CLIP (Contrastive Language-Image Pretraining), Predict the most relevant text snippet given an image
MIT License
25.4k stars 3.26k forks source link

Improve the Speed in Batch Processing #352

Open ahmadmustafaanis opened 1 year ago

ahmadmustafaanis commented 1 year ago

How can I improve the Speed of my CLIP model in Batch Processing. Minimum Code:

tokenized_text = clip.tokenize(classes_descriptions).to(clip_device)

pre_processed_imgs =  [preprocess(Image.fromarray(cv2.cvtColor(im, cv2.COLOR_BGR2RGB))) for im in batch]

logits_per_image, logits_per_text = model(
        torch.stack(pre_processed_imgs).to(device), tokenized_text
    )
probs = logits_per_image.softmax(dim=-1).detach().cpu().numpy()

classes = [classes_descriptions[np.argmax(prob)] if prob.max() > 0.1 else None for prob in probs]

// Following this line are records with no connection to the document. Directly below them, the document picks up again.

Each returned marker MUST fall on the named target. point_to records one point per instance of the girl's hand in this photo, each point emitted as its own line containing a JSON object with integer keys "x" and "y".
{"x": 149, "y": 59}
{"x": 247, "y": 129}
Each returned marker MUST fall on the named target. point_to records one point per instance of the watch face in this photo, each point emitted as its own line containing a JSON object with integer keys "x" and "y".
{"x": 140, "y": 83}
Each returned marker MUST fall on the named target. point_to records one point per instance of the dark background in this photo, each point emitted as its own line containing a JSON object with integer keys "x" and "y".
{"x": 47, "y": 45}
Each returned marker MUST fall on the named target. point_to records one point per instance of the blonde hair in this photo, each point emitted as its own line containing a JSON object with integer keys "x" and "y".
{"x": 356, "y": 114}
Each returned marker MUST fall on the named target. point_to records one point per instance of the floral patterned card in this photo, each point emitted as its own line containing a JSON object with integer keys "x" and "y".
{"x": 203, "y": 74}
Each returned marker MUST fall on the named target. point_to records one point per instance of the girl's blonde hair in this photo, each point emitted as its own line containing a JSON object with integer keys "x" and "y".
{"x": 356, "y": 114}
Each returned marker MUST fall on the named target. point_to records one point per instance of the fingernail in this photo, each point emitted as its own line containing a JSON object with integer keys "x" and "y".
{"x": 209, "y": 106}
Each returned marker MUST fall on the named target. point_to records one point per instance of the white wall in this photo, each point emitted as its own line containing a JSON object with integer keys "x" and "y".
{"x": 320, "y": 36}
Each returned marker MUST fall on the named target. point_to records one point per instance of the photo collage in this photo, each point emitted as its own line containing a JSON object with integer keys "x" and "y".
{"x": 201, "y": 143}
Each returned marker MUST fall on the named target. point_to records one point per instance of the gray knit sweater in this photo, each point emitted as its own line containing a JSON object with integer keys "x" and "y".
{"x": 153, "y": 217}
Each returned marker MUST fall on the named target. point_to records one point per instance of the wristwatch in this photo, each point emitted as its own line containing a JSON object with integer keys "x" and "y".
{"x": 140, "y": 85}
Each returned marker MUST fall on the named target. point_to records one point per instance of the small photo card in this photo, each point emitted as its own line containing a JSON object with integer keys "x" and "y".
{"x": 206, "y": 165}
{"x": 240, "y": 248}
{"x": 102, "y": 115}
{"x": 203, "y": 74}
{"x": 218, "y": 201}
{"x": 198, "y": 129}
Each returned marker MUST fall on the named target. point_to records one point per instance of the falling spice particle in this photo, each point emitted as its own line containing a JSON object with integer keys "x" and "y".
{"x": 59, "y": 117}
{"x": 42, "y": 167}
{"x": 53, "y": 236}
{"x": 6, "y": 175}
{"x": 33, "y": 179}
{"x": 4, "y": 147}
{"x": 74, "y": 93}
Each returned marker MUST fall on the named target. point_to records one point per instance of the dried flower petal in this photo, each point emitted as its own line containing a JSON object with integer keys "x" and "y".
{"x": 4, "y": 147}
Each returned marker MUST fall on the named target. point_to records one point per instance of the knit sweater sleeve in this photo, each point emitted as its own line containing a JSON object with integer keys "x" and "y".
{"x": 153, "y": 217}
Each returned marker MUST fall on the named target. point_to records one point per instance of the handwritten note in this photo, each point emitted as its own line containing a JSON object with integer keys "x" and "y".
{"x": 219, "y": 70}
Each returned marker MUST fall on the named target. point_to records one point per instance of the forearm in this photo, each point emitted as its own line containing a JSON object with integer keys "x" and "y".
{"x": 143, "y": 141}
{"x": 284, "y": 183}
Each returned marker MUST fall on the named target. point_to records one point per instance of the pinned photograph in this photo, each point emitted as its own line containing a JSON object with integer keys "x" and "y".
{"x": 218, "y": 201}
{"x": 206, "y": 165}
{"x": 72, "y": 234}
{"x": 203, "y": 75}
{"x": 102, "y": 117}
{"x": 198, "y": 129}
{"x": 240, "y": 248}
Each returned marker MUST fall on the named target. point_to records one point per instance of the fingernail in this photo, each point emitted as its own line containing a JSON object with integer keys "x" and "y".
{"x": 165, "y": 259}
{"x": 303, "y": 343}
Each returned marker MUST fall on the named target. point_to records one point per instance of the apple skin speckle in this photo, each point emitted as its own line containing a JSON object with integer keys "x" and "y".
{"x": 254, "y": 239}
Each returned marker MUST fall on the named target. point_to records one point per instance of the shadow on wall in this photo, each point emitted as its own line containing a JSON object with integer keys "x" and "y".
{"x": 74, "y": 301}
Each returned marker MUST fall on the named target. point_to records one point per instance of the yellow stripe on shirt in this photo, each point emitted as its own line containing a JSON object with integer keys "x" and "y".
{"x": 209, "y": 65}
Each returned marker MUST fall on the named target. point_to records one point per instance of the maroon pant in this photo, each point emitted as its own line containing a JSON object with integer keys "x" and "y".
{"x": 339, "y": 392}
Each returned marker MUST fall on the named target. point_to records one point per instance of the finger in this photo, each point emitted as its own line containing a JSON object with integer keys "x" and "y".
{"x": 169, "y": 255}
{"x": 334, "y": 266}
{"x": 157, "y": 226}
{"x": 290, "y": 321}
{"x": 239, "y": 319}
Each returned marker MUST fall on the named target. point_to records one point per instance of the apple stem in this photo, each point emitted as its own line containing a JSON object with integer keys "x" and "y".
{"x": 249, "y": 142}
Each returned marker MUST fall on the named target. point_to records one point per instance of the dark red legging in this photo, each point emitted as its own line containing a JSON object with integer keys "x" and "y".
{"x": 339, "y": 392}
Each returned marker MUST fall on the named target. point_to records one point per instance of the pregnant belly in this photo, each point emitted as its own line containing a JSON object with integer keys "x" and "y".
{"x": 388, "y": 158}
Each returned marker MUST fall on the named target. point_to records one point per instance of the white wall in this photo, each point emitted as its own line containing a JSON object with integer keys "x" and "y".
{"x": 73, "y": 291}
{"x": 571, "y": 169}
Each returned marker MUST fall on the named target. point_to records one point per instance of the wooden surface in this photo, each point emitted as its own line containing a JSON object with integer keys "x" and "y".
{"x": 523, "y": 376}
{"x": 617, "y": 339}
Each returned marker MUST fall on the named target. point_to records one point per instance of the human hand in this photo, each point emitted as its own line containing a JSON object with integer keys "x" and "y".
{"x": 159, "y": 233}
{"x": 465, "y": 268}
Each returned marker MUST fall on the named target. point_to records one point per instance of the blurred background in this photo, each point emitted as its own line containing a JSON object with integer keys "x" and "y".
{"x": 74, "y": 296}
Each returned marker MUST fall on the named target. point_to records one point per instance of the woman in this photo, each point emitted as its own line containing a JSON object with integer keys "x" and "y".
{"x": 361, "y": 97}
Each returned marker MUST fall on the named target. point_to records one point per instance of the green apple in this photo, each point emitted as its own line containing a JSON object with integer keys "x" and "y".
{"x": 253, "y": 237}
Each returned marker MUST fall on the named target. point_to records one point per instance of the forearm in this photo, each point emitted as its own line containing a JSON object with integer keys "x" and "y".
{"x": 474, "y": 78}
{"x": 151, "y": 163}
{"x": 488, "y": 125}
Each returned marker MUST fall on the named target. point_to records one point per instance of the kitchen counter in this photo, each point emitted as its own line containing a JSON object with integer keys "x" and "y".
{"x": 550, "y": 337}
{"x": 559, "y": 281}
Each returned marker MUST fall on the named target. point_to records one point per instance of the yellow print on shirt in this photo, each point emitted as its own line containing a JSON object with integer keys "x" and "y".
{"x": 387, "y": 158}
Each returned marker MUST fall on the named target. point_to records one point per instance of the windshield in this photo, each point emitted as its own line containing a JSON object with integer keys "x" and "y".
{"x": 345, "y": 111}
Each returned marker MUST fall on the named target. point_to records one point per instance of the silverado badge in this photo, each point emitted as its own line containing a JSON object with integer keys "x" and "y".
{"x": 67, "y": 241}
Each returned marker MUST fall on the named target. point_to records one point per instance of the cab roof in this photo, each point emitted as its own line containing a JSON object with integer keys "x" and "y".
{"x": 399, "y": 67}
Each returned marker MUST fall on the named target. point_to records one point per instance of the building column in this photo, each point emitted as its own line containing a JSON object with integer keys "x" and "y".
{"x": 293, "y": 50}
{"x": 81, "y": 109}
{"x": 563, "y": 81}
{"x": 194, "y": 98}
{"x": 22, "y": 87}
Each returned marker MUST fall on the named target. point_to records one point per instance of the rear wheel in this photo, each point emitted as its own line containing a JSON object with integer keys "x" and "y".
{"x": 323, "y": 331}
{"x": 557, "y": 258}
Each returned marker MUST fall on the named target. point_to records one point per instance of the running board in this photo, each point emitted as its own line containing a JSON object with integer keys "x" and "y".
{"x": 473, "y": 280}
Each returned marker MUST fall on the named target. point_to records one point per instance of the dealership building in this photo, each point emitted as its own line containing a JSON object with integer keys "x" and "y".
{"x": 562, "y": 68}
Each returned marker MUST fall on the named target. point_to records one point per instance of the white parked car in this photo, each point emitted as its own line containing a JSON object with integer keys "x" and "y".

When the batch size is big, even for small images (100x100) it takes a lot of time i.e a 0.4, 0.5 seconds. I want to process it faster. What are some of the techniques/tricks I can use.

adtygan commented 1 year ago

Line 2: pre_processed_imgs = [preprocess(Image.fromarray(cv2.cvtColor(im, cv2.COLOR_BGR2RGB))) for im in batch] Line 5: classes = [classes_descriptions[np.argmax(prob)] if prob.max() > 0.1 else None for prob in probs]

These 2 lines are using list comprehensions. Could you try using vectorization and see if performance improves?

ahmadmustafaanis commented 1 year ago

preprocess works using PIL and hence works on a single image not a batc.

mohdomama commented 9 months ago

Any solution for this yet?